Censorship in China is used to muzzle those outside government who attempt to spur the creation of crowds for any reason—in opposition to, in support of, or unrelated to the government. The government allows the Chinese people to say whatever they like about the state, its leaders, or their policies, because talk about any subject unconnected to collective action is not censored. The value that Chinese leaders find in allowing and then measuring criticism by hundreds of millions of Chinese people creates actionable information for them and, as a result, also for academic scholars and public policy analysts.
Censorship of social media in China
Figuring out how many and which social media comments are censored by governments is difficult because those comments, by definition, cannot be read. King et al. have posted comments to social media sites in China and then waited to see which of these never appeared, which appeared and were then removed, and which appeared and survived. About 40% of their submissions were reviewed by an army of censors, and more than half of these never appeared. By varying the content of posts across topics, they conclude that any mention of collective action is selectively suppressed.

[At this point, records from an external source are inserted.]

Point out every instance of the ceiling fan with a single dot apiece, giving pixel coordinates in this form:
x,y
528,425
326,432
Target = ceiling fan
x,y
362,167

Science, this issue 10.1126/science.1251722
Existing research on the extensive Chinese censorship organization uses observational methods with well-known limitations. We conducted the first large-scale experimental study of censorship by creating accounts on numerous social media sites, randomly submitting different texts, and observing from a worldwide network of computers which texts were censored and which were not. We also supplemented interviews with confidential sources by creating our own social media site, contracting with Chinese firms to install the same censoring technologies as existing sites, and—with their software, documentation, and even customer support—reverse-engineering how it all works. Our results offer rigorous support for the recent hypothesis that criticisms of the state, its leaders, and their policies are published, whereas posts about real-world events with collective action potential are censored.